Grade of fine composite mineral particles by dual-energy X-ray radiography

Abstract

Standard X-ray radiographs of a composite particle made up by two mineralogical species with different linear attenuation coefficients produce 2D attenuation images that do not allow differentiating between a thin high stopping power and a thick low stopping power-mineralogical inclusion. Dual-energy (DE) imaging—i.e., a pair of radiographs taken at different incident X-ray energy—followed by digital image subtraction allows transforming the log processed energy images into two thickness images.
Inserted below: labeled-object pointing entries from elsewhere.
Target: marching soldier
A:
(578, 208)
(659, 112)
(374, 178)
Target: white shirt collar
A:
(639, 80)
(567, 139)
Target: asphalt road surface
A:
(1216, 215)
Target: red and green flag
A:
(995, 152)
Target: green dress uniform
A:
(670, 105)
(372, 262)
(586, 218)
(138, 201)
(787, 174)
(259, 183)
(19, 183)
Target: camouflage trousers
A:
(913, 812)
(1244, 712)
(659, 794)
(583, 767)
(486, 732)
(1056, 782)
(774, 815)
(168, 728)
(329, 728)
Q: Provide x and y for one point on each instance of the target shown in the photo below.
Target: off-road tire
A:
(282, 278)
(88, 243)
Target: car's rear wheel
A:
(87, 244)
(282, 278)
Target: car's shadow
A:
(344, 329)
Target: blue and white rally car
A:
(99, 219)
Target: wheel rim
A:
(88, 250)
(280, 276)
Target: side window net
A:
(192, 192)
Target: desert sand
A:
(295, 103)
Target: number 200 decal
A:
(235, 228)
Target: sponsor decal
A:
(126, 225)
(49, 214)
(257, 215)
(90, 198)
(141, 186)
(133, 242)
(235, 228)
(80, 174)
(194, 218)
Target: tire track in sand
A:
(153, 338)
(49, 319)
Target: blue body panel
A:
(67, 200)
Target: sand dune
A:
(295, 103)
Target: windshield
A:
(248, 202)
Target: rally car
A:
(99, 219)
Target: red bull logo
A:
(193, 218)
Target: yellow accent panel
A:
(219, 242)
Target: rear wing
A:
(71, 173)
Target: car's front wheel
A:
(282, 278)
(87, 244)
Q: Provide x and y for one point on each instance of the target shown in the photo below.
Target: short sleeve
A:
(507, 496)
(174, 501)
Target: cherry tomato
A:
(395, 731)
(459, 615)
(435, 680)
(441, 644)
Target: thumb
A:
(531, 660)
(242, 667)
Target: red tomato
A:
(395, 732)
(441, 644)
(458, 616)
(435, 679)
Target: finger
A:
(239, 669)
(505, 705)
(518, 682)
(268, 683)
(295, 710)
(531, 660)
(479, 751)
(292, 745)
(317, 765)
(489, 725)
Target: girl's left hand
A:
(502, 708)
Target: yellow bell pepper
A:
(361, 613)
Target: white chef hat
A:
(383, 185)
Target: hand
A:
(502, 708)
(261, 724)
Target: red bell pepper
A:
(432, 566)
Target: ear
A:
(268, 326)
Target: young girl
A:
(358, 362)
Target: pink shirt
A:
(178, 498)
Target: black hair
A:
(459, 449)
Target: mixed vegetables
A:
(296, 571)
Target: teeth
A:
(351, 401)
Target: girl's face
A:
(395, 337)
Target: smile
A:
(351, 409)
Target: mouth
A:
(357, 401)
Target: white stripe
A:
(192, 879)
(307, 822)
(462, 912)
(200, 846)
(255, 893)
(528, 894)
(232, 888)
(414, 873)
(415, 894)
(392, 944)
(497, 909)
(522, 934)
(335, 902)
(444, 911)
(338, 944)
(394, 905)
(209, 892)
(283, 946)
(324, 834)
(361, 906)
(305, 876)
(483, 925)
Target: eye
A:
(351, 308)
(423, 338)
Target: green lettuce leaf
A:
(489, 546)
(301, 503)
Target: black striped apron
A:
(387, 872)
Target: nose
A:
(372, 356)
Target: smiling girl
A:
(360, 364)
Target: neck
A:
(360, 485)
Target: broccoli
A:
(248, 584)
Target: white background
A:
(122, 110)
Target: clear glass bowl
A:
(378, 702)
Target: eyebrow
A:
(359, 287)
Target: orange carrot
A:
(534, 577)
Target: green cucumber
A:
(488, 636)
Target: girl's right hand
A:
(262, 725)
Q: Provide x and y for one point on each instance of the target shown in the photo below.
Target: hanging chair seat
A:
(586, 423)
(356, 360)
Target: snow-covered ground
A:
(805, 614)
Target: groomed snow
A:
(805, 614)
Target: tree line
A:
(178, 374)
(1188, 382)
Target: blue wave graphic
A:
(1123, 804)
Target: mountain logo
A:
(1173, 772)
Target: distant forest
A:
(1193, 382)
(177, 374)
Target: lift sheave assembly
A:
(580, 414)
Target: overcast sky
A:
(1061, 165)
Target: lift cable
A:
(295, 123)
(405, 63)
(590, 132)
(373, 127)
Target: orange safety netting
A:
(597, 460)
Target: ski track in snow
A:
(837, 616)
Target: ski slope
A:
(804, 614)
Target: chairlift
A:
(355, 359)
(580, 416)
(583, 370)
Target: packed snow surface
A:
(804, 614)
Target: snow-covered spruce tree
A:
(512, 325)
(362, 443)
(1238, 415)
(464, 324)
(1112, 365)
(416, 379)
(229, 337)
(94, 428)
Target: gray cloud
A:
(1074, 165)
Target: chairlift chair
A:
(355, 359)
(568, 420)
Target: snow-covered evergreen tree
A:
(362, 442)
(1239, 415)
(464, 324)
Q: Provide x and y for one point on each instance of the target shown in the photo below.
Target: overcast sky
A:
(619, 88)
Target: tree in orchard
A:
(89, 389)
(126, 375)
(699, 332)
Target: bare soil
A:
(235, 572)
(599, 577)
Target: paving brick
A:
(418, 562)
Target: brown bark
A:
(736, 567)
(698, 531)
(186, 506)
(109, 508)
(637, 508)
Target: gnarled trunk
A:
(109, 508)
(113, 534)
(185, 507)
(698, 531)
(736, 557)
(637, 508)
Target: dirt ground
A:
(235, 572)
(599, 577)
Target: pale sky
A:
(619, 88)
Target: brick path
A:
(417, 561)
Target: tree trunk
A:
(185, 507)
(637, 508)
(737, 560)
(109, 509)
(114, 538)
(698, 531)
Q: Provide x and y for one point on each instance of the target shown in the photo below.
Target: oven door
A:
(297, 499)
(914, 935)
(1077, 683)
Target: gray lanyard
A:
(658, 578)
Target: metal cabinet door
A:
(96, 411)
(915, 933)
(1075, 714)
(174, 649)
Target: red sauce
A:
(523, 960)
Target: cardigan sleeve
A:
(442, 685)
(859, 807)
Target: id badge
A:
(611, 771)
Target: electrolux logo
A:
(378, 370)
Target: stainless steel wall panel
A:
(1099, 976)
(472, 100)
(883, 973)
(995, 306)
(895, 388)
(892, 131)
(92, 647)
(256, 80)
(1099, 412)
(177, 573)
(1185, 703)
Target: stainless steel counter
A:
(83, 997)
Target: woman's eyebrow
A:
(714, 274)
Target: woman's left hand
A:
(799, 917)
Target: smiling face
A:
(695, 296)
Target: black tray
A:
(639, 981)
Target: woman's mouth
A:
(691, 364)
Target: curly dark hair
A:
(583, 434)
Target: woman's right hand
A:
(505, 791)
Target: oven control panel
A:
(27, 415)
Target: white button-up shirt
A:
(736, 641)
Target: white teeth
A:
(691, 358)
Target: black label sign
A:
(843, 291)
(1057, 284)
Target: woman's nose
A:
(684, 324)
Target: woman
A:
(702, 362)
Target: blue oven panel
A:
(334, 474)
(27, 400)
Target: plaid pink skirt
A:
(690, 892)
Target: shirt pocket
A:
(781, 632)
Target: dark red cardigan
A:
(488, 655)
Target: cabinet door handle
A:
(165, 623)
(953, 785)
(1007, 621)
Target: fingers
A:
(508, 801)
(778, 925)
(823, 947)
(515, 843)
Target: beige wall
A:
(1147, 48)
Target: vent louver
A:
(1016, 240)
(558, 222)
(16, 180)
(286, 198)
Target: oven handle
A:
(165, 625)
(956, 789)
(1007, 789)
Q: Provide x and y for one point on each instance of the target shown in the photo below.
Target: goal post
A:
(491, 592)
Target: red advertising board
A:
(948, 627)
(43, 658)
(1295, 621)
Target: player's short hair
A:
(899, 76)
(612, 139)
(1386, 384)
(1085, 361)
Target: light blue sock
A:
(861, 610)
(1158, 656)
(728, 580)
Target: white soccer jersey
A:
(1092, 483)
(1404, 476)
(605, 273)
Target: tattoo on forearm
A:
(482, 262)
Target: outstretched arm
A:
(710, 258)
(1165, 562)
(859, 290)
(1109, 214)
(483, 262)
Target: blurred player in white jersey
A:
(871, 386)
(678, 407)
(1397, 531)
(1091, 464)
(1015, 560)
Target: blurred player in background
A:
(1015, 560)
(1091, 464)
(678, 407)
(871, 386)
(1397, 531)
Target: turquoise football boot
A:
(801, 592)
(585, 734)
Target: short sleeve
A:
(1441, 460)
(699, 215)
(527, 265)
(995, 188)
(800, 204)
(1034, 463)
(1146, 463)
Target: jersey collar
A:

This linear transformation permits the estimation of the particle volumetric content in the two phases and it is fast, as required for the development of an online ‘mineral liberation’ or a ‘washability’ sensor or a ‘valuable-phase-inclusion’ detector. In this paper, micro-CT was used to reconstruct fine particle slices so that the thickness of the two phases could be precisely calculated and compared with that one derived by DE. Preliminary experiments with monochromatic X-ray demonstrated the potential of the DE method to retrieve the particle grade. The tests were conducted with fine composite particles made up of two mineralogical species. Due to the nonhomogeneous composition and density variation within the two mineralogical phases segmented and also to partial volume effects in the tomographic reconstruction of particle slices, each of the two segmented phases have a Gaussian distribution of the linear attenuation coefficient μ (rather that one single value) and values of the σ( μ) such that the density distribution right tail of the species with the lower μ overlaps the left tail of the other species giving rise to a bimodal distribution of μ within the particle. This material feature adds further complexity to the problem.